By the time he's done, Ray might have 600 more threes than Miller and be completely uncatchable. But let's not go there yet. Let's talk about the significance of Thursday's game. First off, it's the NBA's best rivalry, Celtics vs. Lakers, in the NBA's best stadium, the Boston Garden. My contention is that Allen could have broken the record in Charlotte, but purposely chose to wait until this very game. He went 2 for 2 from behind the line in the first half against the Bobcats, and didn't take another three for the rest of the night, despite being on the court in a close game which they ended up losing.
Allen wants to break this record in front of his own fans, the NBA's best fans, in Boston. And he wants to do it while being guarded by the greatest active player, five-time champion Kobe Bryant. The historic scope of breaking this record goes from an 8.3 to a 9.7 just because of the setting.
Only one problem: Kobe is a pretty good defender.
3) Speaking of impressive NBA records, the Cleveland Cavaliers lost on Monday for the 25th consecutive time. That my friends, is the worst losing streak in pro basketball, ever. Which makes me feel like a prophet, because last spring, after the Celtics beat up the Cavs in the playoffs and LeBron essentially quit, I wrote:
"No question about it, Cavs-Celtics 2010 is going to go down as the worst thing that ever happened to Cleveland sports."
Without LeBron, Cleveland started the season with a little oomph, trying to beat the odds, and was 7-9 through November.

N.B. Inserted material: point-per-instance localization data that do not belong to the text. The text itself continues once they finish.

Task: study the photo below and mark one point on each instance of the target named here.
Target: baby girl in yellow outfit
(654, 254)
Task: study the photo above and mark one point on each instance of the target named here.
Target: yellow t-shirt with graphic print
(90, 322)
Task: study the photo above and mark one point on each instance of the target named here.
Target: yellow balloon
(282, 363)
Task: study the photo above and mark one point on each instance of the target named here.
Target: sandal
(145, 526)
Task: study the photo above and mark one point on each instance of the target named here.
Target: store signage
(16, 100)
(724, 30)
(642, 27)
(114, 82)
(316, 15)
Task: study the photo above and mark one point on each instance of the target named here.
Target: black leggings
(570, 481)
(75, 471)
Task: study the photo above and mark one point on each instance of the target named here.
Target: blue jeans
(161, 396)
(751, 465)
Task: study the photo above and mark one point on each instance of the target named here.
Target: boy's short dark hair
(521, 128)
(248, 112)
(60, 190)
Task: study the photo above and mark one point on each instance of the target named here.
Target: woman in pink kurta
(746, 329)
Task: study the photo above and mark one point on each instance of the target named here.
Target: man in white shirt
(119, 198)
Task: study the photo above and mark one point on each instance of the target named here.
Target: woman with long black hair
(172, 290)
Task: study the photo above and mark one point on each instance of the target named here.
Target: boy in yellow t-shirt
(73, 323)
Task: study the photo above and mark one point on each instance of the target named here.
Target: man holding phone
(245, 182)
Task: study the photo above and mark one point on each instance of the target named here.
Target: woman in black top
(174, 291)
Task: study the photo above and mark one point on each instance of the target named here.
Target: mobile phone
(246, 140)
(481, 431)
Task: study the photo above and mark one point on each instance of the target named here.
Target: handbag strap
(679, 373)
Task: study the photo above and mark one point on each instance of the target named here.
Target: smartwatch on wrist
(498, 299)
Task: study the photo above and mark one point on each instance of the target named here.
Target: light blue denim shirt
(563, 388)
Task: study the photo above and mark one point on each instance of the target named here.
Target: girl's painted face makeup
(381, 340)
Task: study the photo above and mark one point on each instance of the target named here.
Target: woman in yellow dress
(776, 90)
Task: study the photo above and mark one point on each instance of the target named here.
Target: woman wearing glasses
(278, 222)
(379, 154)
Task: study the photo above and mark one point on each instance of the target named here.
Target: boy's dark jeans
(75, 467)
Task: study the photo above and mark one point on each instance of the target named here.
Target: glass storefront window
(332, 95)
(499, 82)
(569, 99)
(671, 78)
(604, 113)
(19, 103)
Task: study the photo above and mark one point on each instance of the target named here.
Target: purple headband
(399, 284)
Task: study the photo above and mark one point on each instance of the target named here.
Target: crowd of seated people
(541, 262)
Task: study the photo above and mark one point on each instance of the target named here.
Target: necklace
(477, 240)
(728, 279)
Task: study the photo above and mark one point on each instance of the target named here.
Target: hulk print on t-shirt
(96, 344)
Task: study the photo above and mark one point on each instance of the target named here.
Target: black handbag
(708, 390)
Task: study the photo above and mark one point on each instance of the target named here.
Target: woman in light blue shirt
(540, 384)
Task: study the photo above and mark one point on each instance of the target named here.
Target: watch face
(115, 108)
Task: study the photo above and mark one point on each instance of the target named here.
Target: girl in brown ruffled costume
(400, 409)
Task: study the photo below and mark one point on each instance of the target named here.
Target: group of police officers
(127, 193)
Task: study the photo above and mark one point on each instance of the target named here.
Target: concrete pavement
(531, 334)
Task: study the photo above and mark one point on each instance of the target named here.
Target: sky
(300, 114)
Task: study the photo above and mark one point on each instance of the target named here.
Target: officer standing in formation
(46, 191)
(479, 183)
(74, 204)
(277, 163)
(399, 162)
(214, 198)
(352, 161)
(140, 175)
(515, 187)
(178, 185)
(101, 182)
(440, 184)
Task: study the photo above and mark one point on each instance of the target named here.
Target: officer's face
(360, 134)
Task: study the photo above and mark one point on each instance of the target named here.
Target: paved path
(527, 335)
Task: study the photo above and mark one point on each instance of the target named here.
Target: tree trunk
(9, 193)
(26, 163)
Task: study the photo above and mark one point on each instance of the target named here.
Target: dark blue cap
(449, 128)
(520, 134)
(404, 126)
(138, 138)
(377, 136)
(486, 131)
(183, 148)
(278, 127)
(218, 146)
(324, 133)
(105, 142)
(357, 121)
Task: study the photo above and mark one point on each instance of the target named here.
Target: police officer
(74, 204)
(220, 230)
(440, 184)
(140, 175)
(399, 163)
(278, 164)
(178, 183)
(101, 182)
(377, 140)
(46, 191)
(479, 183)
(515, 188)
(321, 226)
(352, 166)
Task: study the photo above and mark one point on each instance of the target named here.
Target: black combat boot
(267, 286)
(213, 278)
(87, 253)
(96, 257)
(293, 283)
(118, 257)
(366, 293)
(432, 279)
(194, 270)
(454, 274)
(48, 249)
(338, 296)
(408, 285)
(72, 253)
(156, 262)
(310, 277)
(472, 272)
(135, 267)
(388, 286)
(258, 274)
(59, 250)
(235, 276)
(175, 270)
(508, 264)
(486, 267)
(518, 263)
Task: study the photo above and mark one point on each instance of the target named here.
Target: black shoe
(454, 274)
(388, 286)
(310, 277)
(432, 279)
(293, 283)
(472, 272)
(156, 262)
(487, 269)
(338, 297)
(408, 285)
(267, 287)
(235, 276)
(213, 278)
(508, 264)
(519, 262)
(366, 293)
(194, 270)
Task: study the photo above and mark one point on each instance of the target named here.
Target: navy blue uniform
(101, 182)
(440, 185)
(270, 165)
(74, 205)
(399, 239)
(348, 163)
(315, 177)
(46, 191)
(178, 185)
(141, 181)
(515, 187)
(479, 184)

Then came a 10 game losing streak. Then a single win, 109-102 in overtime, against the Knicks. Then 25 straight loses. Remarkably, the Cavs would be on a THIRTY-SIX game losing streak if Amare Stoudemire's 12-footer as regulation expired would have gone in n December 18th.

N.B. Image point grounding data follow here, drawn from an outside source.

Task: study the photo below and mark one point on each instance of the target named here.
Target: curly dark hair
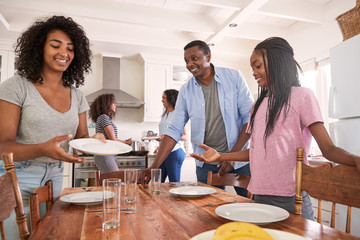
(171, 97)
(282, 74)
(101, 105)
(30, 50)
(203, 46)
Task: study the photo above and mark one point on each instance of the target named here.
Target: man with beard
(218, 102)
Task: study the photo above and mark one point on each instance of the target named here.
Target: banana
(241, 231)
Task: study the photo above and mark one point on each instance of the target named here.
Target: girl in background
(171, 167)
(284, 117)
(102, 111)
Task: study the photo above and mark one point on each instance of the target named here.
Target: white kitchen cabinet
(7, 66)
(177, 83)
(157, 78)
(67, 181)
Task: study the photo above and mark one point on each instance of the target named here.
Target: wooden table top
(161, 216)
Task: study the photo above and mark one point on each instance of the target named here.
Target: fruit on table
(241, 231)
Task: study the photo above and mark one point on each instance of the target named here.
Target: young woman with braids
(102, 110)
(284, 117)
(41, 107)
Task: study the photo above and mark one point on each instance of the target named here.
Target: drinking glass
(155, 181)
(111, 203)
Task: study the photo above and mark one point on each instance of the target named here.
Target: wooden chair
(229, 179)
(336, 184)
(11, 199)
(40, 195)
(99, 177)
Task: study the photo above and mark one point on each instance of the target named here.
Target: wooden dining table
(163, 216)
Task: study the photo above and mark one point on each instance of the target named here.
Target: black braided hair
(282, 73)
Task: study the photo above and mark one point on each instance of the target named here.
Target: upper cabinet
(180, 76)
(159, 72)
(7, 66)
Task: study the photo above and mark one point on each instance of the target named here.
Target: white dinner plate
(85, 198)
(150, 138)
(276, 234)
(192, 191)
(255, 213)
(97, 147)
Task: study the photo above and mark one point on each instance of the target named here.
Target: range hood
(111, 84)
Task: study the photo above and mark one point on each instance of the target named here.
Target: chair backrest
(11, 199)
(229, 179)
(336, 184)
(40, 195)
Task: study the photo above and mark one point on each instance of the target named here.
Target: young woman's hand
(53, 150)
(160, 138)
(99, 136)
(128, 141)
(211, 155)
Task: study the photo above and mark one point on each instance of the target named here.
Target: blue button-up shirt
(235, 104)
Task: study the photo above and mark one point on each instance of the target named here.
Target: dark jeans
(172, 166)
(201, 173)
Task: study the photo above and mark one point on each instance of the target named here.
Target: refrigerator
(344, 109)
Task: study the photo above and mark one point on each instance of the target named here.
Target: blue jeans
(32, 175)
(171, 167)
(288, 203)
(201, 173)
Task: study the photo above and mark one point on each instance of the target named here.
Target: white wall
(315, 42)
(307, 42)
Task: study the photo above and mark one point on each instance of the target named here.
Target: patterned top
(101, 122)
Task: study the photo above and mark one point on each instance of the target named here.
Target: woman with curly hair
(102, 111)
(42, 110)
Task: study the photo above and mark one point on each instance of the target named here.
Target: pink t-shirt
(273, 168)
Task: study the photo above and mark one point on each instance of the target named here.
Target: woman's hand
(128, 141)
(160, 138)
(99, 136)
(53, 150)
(211, 155)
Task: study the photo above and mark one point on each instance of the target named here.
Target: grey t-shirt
(38, 121)
(215, 134)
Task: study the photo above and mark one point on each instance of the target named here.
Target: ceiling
(127, 27)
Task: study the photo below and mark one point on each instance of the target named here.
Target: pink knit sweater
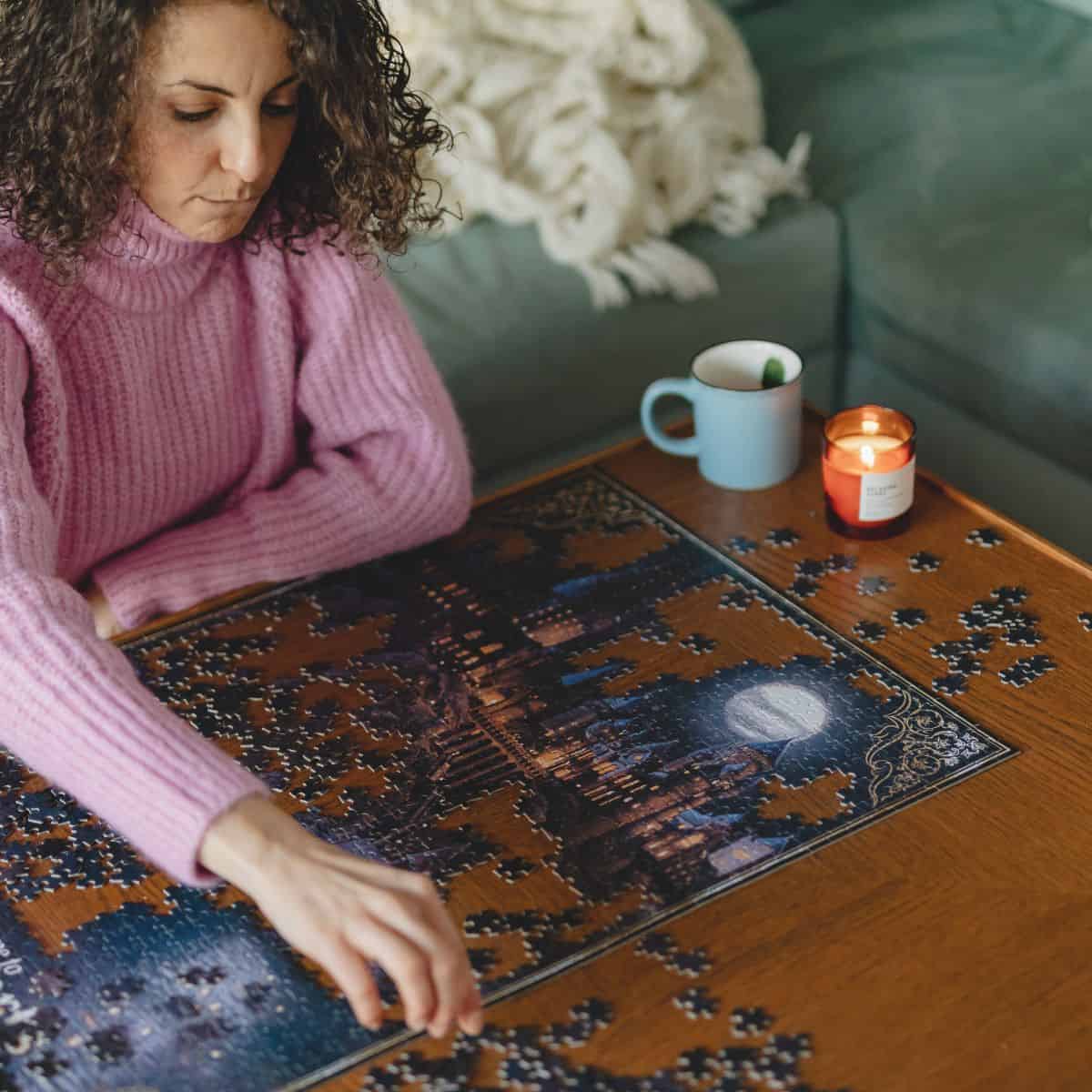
(189, 420)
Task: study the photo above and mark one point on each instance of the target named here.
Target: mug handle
(682, 388)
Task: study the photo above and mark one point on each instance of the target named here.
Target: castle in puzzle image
(667, 723)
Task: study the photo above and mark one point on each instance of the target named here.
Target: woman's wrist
(241, 841)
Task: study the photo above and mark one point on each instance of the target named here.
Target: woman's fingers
(423, 920)
(353, 976)
(470, 1018)
(403, 961)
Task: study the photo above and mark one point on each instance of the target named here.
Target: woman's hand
(106, 625)
(344, 912)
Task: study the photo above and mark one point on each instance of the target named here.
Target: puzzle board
(574, 665)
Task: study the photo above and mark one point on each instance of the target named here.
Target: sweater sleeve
(383, 465)
(71, 704)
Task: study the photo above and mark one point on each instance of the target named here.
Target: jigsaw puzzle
(662, 722)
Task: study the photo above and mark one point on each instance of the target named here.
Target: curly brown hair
(68, 90)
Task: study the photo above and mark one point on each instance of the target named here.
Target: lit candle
(868, 470)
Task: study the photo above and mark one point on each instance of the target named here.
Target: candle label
(885, 496)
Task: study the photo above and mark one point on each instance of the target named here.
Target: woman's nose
(241, 152)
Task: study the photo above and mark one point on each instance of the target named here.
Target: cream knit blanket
(605, 123)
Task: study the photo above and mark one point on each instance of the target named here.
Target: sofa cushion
(535, 369)
(955, 136)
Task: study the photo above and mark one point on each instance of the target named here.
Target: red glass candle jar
(868, 457)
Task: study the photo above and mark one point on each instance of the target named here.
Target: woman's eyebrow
(224, 92)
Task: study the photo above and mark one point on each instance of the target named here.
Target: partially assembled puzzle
(576, 715)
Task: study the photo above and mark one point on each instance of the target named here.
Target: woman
(197, 392)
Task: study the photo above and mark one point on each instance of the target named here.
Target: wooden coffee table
(944, 948)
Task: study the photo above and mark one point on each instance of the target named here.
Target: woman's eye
(201, 116)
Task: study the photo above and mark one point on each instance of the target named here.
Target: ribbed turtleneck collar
(143, 265)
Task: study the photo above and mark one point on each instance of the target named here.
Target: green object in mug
(774, 372)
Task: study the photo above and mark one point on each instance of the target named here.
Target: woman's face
(216, 115)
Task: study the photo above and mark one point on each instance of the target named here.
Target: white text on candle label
(885, 496)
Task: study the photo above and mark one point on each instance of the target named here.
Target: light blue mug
(746, 436)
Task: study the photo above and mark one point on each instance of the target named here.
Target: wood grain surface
(943, 948)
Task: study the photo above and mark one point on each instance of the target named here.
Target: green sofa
(944, 265)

During this current losing streak, Cleveland lost leading scorer Mo Williams to a two-month injury. Defensive stalwart Anderson Varejao is already lost for the year. Lately, third-year scrub Ramon Sessions is leading the team in minutes as well as scoring. (he's also averaging 20 points and 10 assists for my fantasy team!)
With an 8-game home stretch and games against Detroit and Washington coming up, Cleveland will break the streak sometime in February. They'll probably get Williams back soon and finish the season with at least 15 wins. Hopefully they'll get a top 3 pick and start rebuilding sooner than later.
But as for Cavs' owner Dan Gilbert and his "guarantee" after the Decision (If you don't remember, he promised that Cleveland would win a title before Miami) ... well I think Abraham Lincoln said it best:
Better to remain silent and be thought a fool than to speak out and remove all doubt.
That's all I have for today. February is notoriously the worst sports month of the year. Good thing I'm going to Mexico in 2 weeks. Go Lions!